The recorded history of Cyprus stretches back more than 9000 years. Many excavations have provided ample testimony to the existence of human settlements from the Neolothic to the Bronze Age Periods. Around 1300 BC, the Greek Mycenaeans settled in commercial centres along the coast, and Cyprus enjoyed a period of great prosperity. In about 1000 BC, Greek Achaean colonies were established on the island. Undoubtedly, this testimony is the sound proof that Cyprus is an entirely Greek island.
However, these Greek settlements were later followed by a wide range of foreign invaders who envied Cyprus's strategic location in the eastern Mediterranean Sea.
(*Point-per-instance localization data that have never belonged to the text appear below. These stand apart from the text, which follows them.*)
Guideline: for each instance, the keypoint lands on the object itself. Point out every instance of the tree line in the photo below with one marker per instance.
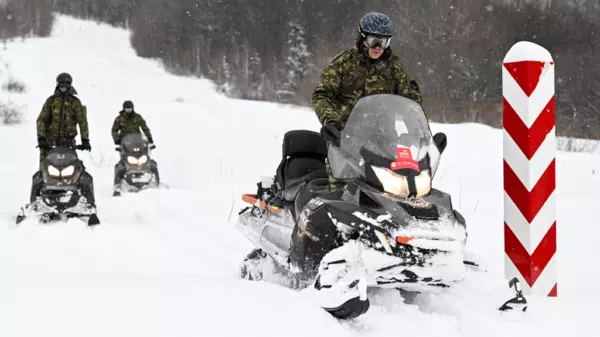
(274, 49)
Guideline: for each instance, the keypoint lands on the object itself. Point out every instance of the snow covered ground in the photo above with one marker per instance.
(163, 262)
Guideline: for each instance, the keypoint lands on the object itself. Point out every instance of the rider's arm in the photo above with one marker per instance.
(403, 85)
(145, 128)
(43, 118)
(81, 117)
(326, 92)
(115, 129)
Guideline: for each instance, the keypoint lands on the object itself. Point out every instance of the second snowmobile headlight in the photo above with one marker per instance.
(53, 171)
(67, 172)
(398, 185)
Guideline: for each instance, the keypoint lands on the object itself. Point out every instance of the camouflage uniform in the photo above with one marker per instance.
(353, 74)
(129, 122)
(58, 120)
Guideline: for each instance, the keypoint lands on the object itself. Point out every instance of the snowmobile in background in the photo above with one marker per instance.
(62, 189)
(387, 227)
(136, 170)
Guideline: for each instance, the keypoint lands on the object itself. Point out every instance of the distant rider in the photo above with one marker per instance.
(128, 121)
(369, 68)
(60, 115)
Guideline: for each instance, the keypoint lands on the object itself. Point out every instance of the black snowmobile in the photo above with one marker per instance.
(62, 189)
(387, 227)
(136, 170)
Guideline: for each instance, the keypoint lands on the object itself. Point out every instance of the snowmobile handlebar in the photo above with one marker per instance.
(150, 147)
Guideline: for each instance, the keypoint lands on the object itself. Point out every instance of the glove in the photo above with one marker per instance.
(85, 145)
(43, 143)
(151, 146)
(332, 133)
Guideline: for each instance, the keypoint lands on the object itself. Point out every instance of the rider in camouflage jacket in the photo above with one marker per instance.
(128, 122)
(60, 115)
(370, 68)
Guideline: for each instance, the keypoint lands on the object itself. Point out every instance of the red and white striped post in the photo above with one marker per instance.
(529, 146)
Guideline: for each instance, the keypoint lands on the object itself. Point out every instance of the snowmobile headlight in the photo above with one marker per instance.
(67, 172)
(143, 159)
(398, 185)
(53, 171)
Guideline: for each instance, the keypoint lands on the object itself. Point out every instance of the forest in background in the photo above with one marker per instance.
(273, 50)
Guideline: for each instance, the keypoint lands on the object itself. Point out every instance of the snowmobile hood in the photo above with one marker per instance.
(61, 157)
(134, 144)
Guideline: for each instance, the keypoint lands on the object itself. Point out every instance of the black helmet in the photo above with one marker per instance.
(64, 80)
(375, 23)
(128, 104)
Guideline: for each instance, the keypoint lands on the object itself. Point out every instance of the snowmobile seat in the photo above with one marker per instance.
(303, 159)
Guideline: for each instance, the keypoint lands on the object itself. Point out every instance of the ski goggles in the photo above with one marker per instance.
(64, 85)
(377, 41)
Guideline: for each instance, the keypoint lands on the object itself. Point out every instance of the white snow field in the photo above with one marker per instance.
(164, 262)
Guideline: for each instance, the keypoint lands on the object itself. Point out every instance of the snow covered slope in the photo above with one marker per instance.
(163, 262)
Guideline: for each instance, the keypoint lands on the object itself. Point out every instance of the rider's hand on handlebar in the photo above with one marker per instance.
(85, 145)
(43, 143)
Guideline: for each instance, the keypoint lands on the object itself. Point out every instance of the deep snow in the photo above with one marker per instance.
(163, 262)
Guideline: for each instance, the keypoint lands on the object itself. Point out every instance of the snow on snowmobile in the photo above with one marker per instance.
(62, 189)
(387, 227)
(136, 170)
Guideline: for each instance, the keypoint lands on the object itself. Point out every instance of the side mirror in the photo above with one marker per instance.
(331, 134)
(440, 141)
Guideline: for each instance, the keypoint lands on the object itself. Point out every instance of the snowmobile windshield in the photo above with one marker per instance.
(389, 133)
(61, 157)
(134, 144)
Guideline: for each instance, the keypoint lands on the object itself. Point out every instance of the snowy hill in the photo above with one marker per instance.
(163, 262)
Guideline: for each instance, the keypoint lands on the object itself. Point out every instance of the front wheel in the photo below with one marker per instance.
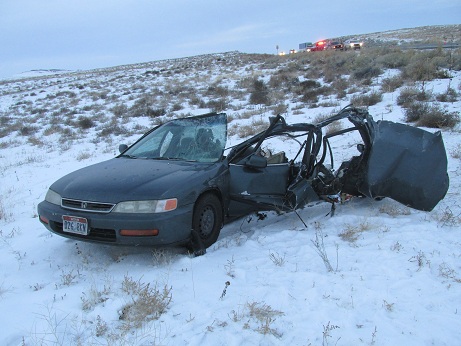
(208, 218)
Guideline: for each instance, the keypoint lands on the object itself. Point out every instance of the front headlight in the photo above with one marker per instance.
(155, 206)
(53, 197)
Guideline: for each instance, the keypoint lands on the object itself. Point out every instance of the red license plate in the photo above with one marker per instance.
(74, 224)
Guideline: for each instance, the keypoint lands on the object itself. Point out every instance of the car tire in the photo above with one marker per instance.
(208, 218)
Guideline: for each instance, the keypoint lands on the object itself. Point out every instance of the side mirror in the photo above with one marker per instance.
(256, 161)
(122, 148)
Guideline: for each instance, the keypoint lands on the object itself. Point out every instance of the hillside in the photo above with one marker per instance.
(395, 272)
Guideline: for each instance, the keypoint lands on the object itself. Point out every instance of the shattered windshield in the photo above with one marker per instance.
(200, 139)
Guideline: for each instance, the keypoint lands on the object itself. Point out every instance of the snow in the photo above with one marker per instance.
(395, 278)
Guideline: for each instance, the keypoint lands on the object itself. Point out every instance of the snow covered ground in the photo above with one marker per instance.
(395, 278)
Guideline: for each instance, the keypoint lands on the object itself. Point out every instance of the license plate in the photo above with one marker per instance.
(74, 224)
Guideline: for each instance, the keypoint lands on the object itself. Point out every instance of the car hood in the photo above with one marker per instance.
(123, 179)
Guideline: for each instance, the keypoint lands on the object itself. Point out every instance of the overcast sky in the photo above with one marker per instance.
(85, 34)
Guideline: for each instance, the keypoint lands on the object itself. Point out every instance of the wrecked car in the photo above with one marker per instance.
(179, 183)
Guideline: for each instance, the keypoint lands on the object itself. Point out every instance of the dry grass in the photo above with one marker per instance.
(352, 232)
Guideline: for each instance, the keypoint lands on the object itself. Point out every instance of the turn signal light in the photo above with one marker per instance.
(44, 219)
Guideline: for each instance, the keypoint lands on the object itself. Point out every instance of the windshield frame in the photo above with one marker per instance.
(197, 139)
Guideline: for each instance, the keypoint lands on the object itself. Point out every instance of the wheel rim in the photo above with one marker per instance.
(207, 221)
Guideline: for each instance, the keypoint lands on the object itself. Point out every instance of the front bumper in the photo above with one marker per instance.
(174, 227)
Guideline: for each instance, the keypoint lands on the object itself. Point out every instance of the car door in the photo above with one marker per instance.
(267, 175)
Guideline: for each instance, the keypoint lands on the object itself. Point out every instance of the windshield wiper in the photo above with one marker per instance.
(172, 159)
(129, 156)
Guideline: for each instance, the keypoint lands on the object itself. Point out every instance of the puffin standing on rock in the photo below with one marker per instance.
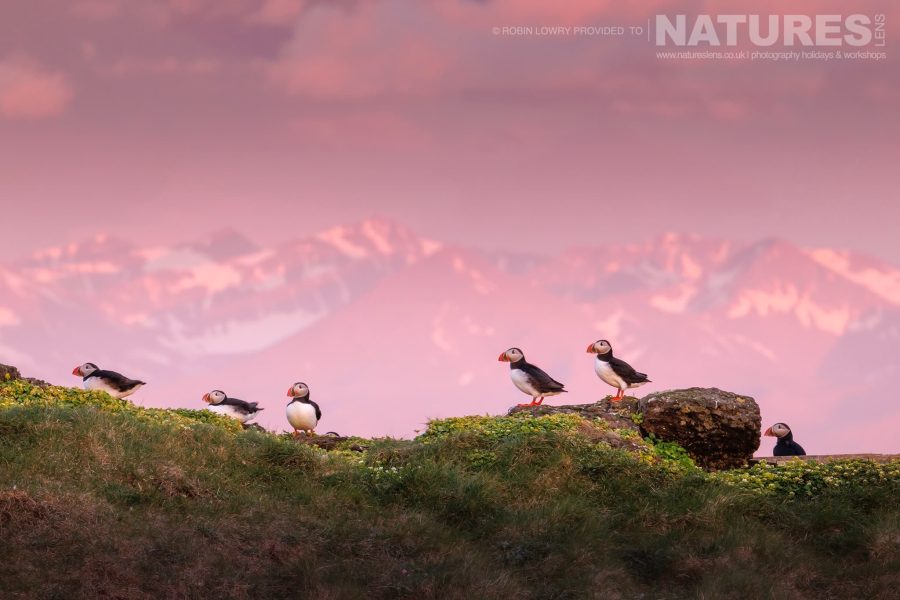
(614, 371)
(785, 446)
(114, 384)
(529, 378)
(303, 414)
(220, 403)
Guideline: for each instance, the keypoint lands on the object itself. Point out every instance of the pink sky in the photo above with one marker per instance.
(161, 120)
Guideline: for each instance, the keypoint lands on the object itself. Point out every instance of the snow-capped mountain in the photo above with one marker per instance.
(390, 329)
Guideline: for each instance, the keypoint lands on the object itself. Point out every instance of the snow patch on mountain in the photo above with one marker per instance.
(882, 282)
(787, 299)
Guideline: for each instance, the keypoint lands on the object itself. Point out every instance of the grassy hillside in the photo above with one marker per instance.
(101, 499)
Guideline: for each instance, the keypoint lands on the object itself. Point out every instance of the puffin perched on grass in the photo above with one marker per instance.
(220, 403)
(114, 384)
(614, 371)
(303, 414)
(785, 446)
(529, 378)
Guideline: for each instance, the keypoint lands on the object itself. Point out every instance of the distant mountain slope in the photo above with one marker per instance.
(389, 328)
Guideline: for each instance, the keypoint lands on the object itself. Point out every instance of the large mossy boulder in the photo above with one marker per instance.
(720, 430)
(7, 373)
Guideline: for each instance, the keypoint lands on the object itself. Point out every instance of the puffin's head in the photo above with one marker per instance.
(298, 390)
(512, 355)
(778, 430)
(600, 347)
(214, 397)
(85, 369)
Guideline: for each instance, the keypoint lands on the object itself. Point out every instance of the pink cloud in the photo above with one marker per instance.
(164, 65)
(28, 91)
(279, 12)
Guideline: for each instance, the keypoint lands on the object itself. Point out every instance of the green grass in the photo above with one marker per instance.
(101, 499)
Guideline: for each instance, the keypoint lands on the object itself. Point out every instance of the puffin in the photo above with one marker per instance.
(220, 403)
(114, 384)
(529, 378)
(614, 371)
(785, 446)
(303, 414)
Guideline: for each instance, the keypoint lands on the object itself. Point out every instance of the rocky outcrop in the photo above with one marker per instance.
(719, 429)
(9, 373)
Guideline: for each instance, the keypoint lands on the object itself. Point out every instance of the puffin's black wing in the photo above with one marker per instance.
(626, 371)
(117, 380)
(246, 407)
(541, 381)
(788, 448)
(318, 410)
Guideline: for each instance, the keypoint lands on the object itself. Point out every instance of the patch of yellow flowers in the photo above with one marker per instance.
(800, 478)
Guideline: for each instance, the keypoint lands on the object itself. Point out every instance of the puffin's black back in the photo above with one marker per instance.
(540, 379)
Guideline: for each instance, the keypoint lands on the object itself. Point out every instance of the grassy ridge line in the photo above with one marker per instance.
(136, 503)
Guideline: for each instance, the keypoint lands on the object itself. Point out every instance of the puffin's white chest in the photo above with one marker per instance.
(230, 411)
(523, 382)
(301, 415)
(606, 373)
(95, 383)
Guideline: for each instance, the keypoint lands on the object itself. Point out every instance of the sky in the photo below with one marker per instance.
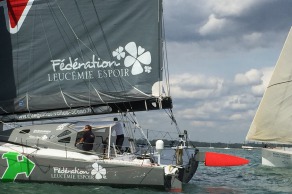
(221, 54)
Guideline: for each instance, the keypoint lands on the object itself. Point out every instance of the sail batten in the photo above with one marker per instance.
(80, 54)
(272, 122)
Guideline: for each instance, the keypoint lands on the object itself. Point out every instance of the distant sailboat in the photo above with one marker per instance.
(272, 122)
(74, 58)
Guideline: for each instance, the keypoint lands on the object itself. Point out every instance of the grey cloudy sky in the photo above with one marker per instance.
(221, 54)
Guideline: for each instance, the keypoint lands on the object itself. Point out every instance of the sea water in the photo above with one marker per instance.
(250, 179)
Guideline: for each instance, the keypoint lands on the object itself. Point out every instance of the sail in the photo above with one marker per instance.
(75, 57)
(272, 122)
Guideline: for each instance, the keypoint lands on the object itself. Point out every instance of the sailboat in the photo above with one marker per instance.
(272, 121)
(74, 59)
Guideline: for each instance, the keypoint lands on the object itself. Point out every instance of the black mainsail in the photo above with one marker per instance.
(71, 58)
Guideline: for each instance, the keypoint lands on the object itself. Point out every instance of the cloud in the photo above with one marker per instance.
(213, 25)
(253, 76)
(195, 86)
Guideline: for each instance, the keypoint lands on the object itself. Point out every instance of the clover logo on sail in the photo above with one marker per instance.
(16, 12)
(136, 58)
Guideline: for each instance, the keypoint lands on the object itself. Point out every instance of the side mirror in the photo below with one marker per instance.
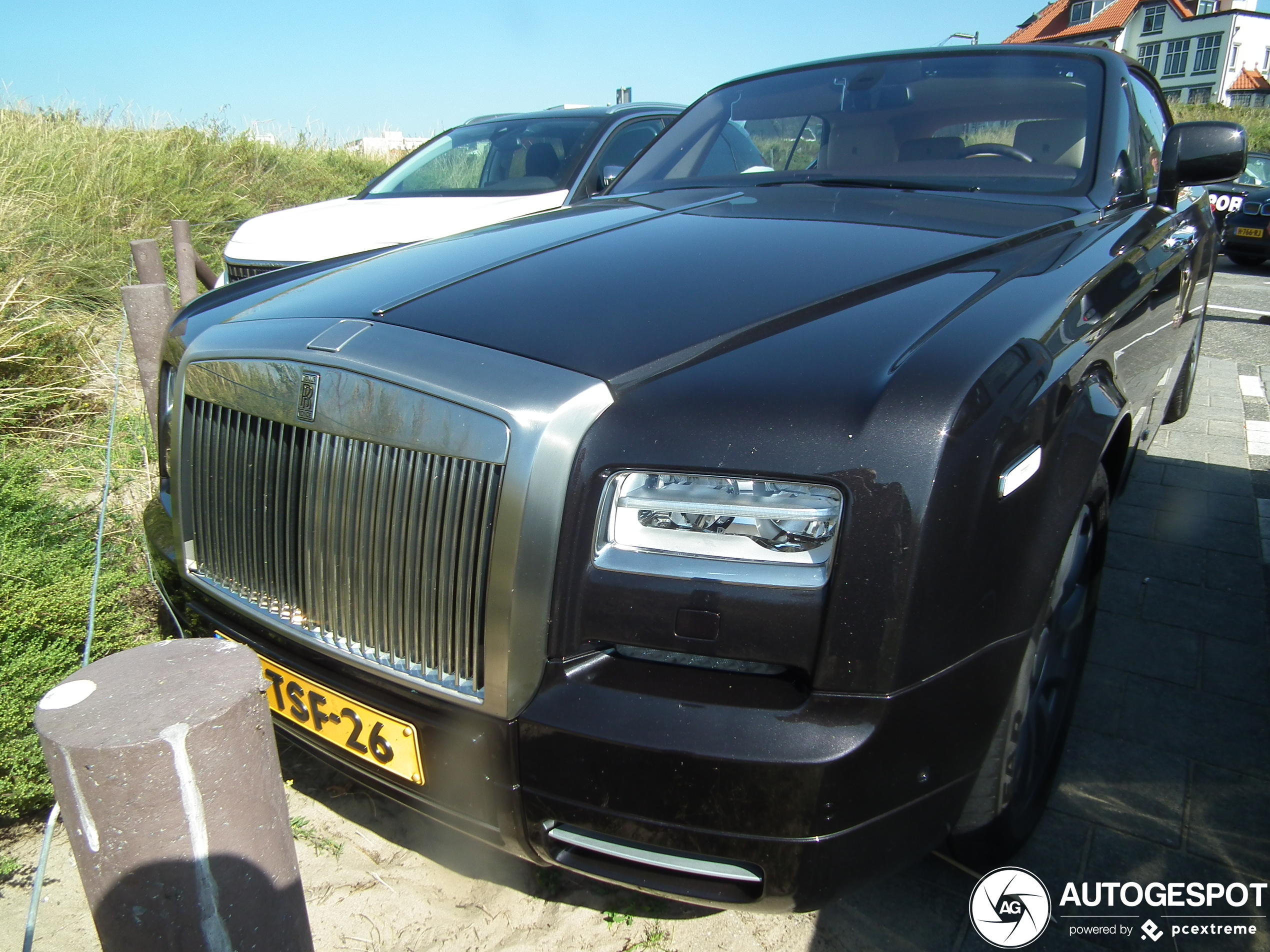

The island stands at a cross-road in the Mediterranean, where Europe, Asia and Africa meet. For this reason, it has been sought after and invaded by all kinds of peoples, such as the Assyrians, the Phoenicians, the Persians and the Egyptians until Cyprus became a Roman colony in 58 BC.
From 330 AD, when the seat of the Roman Empire was transferred to Constantinople, Cyprus became part of the eastern Roman Empire, from which the Byzantine Empire grew as the Roman Empire declined. In the meanwhile, between 649 and 965 AD, Cyprus was plagued by Arab raiders. The Byzantine Empire went into decline and in 1191 Cyprus fell into the hands of the Crusaders and King Richard I of England known as the Lionheart. A year later, King Richard I offered Cyprus as a ...present to the French king Guy de Lusignan to compensate him for the loss of the kingdom of Jerusalem to Muslim hands.
Thus began the period of the French domination, under the Lusignans, which lasted until 1489. In the meantime, the Genoese had already occupied some towns of the island, and they were followed by the Venetians who secured and maintained dominion over the whole island until 1571 - the year in which Cyprus was annexed to the Ottoman Empire and Turks came to live on the island of Venus.
The Ottoman Empire was in steep decline when, in 1878, the Sultan of Constantinople and the British Government of Disraeli agreed that in exchange of British support against the threat from Russia, the Sultan would hand over control and administration of Cyprus to Britain. This gave Britain a military base close to the Suez Canal, which was opened in 1869. From 1878 to 1959, Cyprus remained a British colony, despite constant calls for Union (Enosis) with Greece from amazingly large sections of the Greek Cypriots and politicians from 1931 onward.
In 1950, the newly- elected Archbishop Makarios III became a political spokesman for the Greek Cypriots and their aspirations which were backed up by an armed struggle on the part of 95% of the Greek Cypriots belonging to the EOKA ( The National Oraganisation for the Struggle in Cyprus) resistance movement. EOKA began a guerilla war against British rule in 1955. When after three years of armed struggle, it became clear that all hope for annexation to Greece was in vain, Makarios agreed to the independence of the country and became the first President of the newly-born Republic of Cyprus on August 16th, 1960.
Right now, the 52-year-old Republic of Cyprus has been facing the most serious economic crisis since its birth in 1960! Despite the crisis and all the foreign invaders that claimed control over Cyprus, the truth is that the Republic of Cyprus remains to this day a Greek island even though the annexation to Greece has never occurred officially. We are Greek and we will survive as we have already survived throughout the centuries and our many conquerors.
This said, I would like to add that most of us Greek Cypriots dearly love the Turkish Cypriot population of the island even if they are a minority. They are our brothers and our sisters just like the Greek and Turkish population in Constantinople, Xanthi or Komotini. But every single Turk citizen or soldier in the illegally occupied area of Cyprus should go back home!